An estimated 23,5% of South Africans are unbanked, which brings several personal and economic disadvantages. In a concerted effort to change this situation, MiVoice, the world’s first fully mobile HR management solution for domestic employees, has designed South Africa’s first genuinely free digital wallet.
According to the World Economic Forum, the fee structure of South African banks is up to four times higher than other countries including Germany, Australia and India. As a result, more than 60% of all purchases are paid for in cash, with transactors willing to risk the loss and theft associated with cash to avoid banking fees. Aside from the security issues, being unbanked means that you cannot start building a credit history for future borrowing, receive direct deposits, or access safe ways of transferring and saving money.
It’s also a disadvantage for the country as bringing more people into the financial system has been shown to enhance GDP growth and reduce poverty. Achieving financial inclusion and empowerment is therefore a key milestone on the path towards rebuilding South Africa’s economy.
Hennie Heymans, CEO of MiVoice Mobile Apps, says that no digital wallet can offer banking services without a bank, which then charges a fee. “All financial transactions carry a cost, even when made from our wallet. The difference is that we allocate the cost to the wallet holder (employer) so that the wallet user (employee) can use the funds without carrying the cost. In other words, the employer’s monthly fee of R49 provides the employee with subsidized banking.”

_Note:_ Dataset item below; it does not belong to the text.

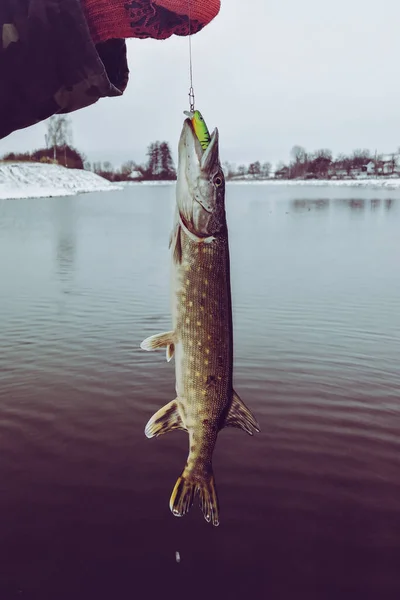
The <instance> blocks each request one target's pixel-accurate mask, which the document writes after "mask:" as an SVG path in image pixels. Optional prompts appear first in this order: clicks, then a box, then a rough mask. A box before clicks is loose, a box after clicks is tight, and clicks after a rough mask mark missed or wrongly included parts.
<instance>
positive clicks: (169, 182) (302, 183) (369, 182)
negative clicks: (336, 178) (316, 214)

Another issue associated with not having a bank account is the resulting lack of a digital identity. “Our personal digital presence dictates our ability to access most modern services, for example, access to credit, opening accounts, or getting an internet connection or DStv subscription, as they require pay-slips, and proof of address and employment,” says Heymans.
“Because the MiVoice employment relationship is a direct one-to-one connection, the app automatically proves a person’s employment status and salary. It goes deeper though: A domestic employee’s address may not be verifiable but, because they’re employed by a property owner with credit records and an indisputable proof of address, the employee’s digital footprint becomes stronger because the employer with a strong digital footprint can vouch for them.”
Heymans says that this becomes like a block chain employment record, which is particularly beneficial in the case of piece workers, as information from each different employer builds up a picture of an employee.
“The bigger benefit to piece workers is that MiVoice turns them into their own small enterprise, because using the app means they validate themselves in different ways. So when employing a piece worker who uses MiVoice, you know that you’re dealing with a verified identity, linked to a device that has been RICA’d through the registration of its SIM card, with a trail to and from other people.”
A further benefit of the app is the ability to ringfence payments. Because the MiVoice digital wallet is not a bank account, external deductions such as debit orders cannot be processed against it. This gives low-income earners the ability to manage a budget by using the wallet, and thus the opportunity to gain greater financial understanding and change their lives for the better.
“For example, let’s say I earn R5 000 per month. My debit orders account for R4 000 of my earnings, but I still need to buy food, pay for transport and buy airtime and electricity. With the wallet, I’m able to buy my airtime and electricity, buy a shopping voucher and withdraw transport money, before putting the remaining money into my bank account to service my debit orders. Some of my debit orders may go unpaid, but I will not have to take out another loan to live – thus slowing the debt cycle,’ says Heymans.